VaultTooManyPendingTokens #
Too many pending tokens {{ $labels.instance }}: {{ $value | printf “%.2f”}}%
Alert Rule
alert: VaultTooManyPendingTokens
annotations:
description: |-
Too many pending tokens {{ $labels.instance }}: {{ $value | printf "%.2f"}}%
VALUE = {{ $value }}
LABELS = {{ $labels }}
runbook: https://srerun.github.io/prometheus-alerts/runbooks/hashicorp-vault-internal/vaulttoomanypendingtokens/
summary: Vault too many pending tokens (instance {{ $labels.instance }})

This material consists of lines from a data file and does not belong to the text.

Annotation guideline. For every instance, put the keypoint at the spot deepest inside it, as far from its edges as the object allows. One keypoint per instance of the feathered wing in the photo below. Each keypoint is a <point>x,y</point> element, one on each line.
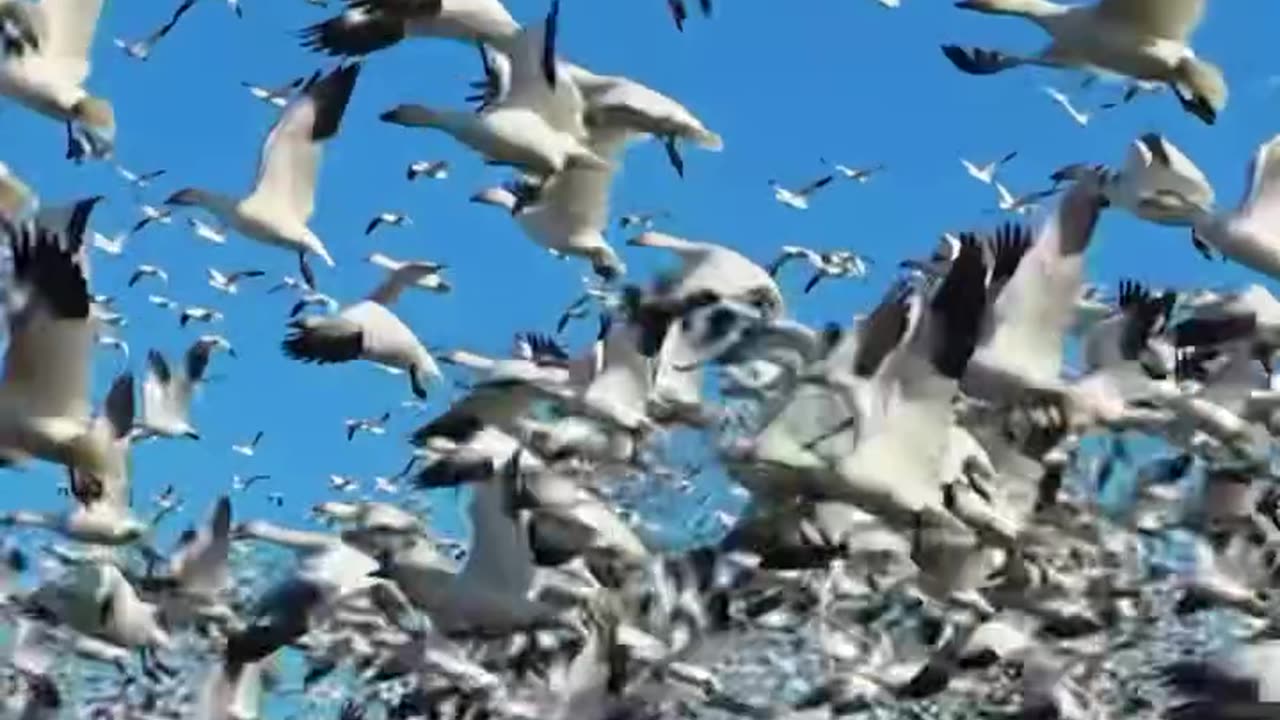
<point>1036,308</point>
<point>1166,19</point>
<point>46,367</point>
<point>289,160</point>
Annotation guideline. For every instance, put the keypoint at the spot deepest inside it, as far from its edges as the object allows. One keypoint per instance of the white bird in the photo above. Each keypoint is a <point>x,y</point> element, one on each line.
<point>199,314</point>
<point>398,219</point>
<point>1157,183</point>
<point>311,299</point>
<point>799,199</point>
<point>371,425</point>
<point>99,479</point>
<point>1080,117</point>
<point>895,468</point>
<point>343,483</point>
<point>250,447</point>
<point>432,281</point>
<point>624,104</point>
<point>282,201</point>
<point>113,246</point>
<point>986,174</point>
<point>44,393</point>
<point>167,393</point>
<point>1146,40</point>
<point>114,343</point>
<point>858,174</point>
<point>149,272</point>
<point>832,264</point>
<point>48,63</point>
<point>721,270</point>
<point>140,181</point>
<point>1022,204</point>
<point>369,331</point>
<point>1246,235</point>
<point>275,96</point>
<point>242,483</point>
<point>229,282</point>
<point>152,214</point>
<point>205,231</point>
<point>379,24</point>
<point>432,169</point>
<point>535,124</point>
<point>161,301</point>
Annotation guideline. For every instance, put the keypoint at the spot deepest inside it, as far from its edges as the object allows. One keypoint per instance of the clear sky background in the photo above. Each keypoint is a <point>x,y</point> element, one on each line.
<point>844,80</point>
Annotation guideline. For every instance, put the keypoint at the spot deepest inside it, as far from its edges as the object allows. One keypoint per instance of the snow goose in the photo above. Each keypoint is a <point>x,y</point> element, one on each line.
<point>433,169</point>
<point>229,282</point>
<point>799,199</point>
<point>46,73</point>
<point>250,447</point>
<point>717,269</point>
<point>1034,287</point>
<point>1246,235</point>
<point>277,96</point>
<point>1064,101</point>
<point>199,314</point>
<point>147,272</point>
<point>987,173</point>
<point>894,469</point>
<point>16,197</point>
<point>371,425</point>
<point>571,210</point>
<point>369,331</point>
<point>167,395</point>
<point>100,482</point>
<point>534,123</point>
<point>283,196</point>
<point>101,602</point>
<point>832,264</point>
<point>490,595</point>
<point>44,393</point>
<point>329,570</point>
<point>397,219</point>
<point>1157,183</point>
<point>1146,40</point>
<point>621,103</point>
<point>1023,204</point>
<point>369,26</point>
<point>432,281</point>
<point>205,231</point>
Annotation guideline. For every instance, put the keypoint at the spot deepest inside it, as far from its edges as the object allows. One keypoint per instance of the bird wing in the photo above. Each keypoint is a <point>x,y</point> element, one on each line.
<point>50,332</point>
<point>1264,191</point>
<point>1168,19</point>
<point>160,408</point>
<point>289,160</point>
<point>1036,306</point>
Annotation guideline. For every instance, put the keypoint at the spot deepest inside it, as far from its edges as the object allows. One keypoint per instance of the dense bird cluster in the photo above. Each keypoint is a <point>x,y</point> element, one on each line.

expr: avg(vault_token_create_count - vault_token_store_count) > 0
for: 5m
labels:
severity: warning
Here is a runbook for the Prometheus alert rule “VaultTooManyPendingTokens”:
Meaning #
The “VaultTooManyPendingTokens” alert is triggered when the average difference between the number of token creations and token stores in Vault exceeds 0 over a 5-minute period. This indicates that there are too many pending tokens in Vault, which can lead to performance issues and potential security risks.
Impact #
If left unaddressed, this issue can cause:
- Performance degradation in Vault and dependent systems
- Increased latency for token requests
- Potential security risks due to unauthorized access or token leakage
- In extreme cases, Vault may become unavailable or crash due to excessive memory usage
Diagnosis #
To diagnose the issue, follow these steps:
- Check the Vault logs for any errors or warnings related to token creation or storage.
- Verify that the
vault_token_create_count
andvault_token_store_count
metrics are correct and up-to-date. - Investigate any recent changes to Vault configurations, plugins, or dependent systems that may be causing the issue.
- Check the Vault instance’s resource utilization (CPU, memory, disk space) to ensure it has sufficient capacity.
Mitigation #
To mitigate the issue, follow these steps:
- Reduce the load on Vault by identifying and addressing any excessive token requests or misconfigured clients.
- Verify that Vault is properly configured for token storage and rotation.
- Consider increasing the resources (CPU, memory, disk space) allocated to the Vault instance.
- Implement additional monitoring and logging to detect and prevent similar issues in the future.
- If necessary, consult the Vault documentation and HashiCorp support resources for further guidance.
Remember to update the vault_token_create_count
and vault_token_store_count
metrics to reflect any changes made to Vault configurations or dependent systems.